Prepares a sequence of input id, entity id and entity span, or a pair of sequences of inputs ids, entity ids, entity spans so that it can be used by the model. It adds special tokens, truncates sequences if overflowing while taking into account the special tokens and manages a moving window (with user defined stride) for overflowing tokens. Please Note, for pair_ids different than None and truncation_strategy = longest_first or True, it is not possible to return overflowing tokens. Such a combination of arguments will raise an error.

PARAMETER DESCRIPTION
ids

Tokenized input ids of the first sequence.

TYPE: `List[int]`

pair_ids

Tokenized input ids of the second sequence.

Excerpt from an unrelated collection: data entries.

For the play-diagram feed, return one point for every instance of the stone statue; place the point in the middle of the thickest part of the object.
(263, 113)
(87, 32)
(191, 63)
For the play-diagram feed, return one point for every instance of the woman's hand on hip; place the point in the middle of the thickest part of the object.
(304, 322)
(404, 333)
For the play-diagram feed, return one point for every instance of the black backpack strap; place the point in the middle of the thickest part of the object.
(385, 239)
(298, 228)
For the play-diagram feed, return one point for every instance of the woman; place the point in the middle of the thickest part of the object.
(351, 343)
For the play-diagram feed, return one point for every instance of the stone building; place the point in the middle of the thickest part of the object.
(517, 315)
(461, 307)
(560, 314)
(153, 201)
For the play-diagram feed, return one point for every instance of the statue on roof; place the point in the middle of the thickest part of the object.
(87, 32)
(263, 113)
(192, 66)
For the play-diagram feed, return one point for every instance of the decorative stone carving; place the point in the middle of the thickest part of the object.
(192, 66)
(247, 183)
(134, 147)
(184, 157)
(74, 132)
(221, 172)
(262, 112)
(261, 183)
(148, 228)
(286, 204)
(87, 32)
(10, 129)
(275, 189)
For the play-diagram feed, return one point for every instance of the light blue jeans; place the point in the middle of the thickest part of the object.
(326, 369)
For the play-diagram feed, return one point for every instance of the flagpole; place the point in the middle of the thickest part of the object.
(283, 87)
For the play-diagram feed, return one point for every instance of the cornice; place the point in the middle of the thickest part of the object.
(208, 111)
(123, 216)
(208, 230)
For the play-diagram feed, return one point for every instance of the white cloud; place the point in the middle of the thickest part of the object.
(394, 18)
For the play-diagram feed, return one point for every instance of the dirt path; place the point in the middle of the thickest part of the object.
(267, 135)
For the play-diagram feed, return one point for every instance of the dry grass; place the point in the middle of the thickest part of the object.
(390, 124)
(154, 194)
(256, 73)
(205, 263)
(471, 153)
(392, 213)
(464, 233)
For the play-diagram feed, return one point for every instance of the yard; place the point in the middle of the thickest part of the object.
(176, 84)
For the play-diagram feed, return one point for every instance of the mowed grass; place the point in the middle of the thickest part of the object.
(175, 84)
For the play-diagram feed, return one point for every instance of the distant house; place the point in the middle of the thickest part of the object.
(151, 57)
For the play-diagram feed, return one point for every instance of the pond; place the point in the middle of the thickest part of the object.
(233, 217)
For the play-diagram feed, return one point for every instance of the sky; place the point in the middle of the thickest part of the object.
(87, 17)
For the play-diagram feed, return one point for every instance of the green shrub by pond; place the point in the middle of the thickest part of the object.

TYPE: `List[int]`, *optional* DEFAULT: None

entity_ids

Entity ids of the first sequence.

TYPE: `List[int]`, *optional* DEFAULT: None

pair_entity_ids

Entity ids of the second sequence.

TYPE: `List[int]`, *optional* DEFAULT: None

entity_token_spans

Entity spans of the first sequence.

TYPE: `List[Tuple[int, int]]`, *optional* DEFAULT: None

pair_entity_token_spans

Entity spans of the second sequence.

TYPE: `List[Tuple[int, int]]`, *optional* DEFAULT: None

max_entity_length

The maximum length of the entity sequence.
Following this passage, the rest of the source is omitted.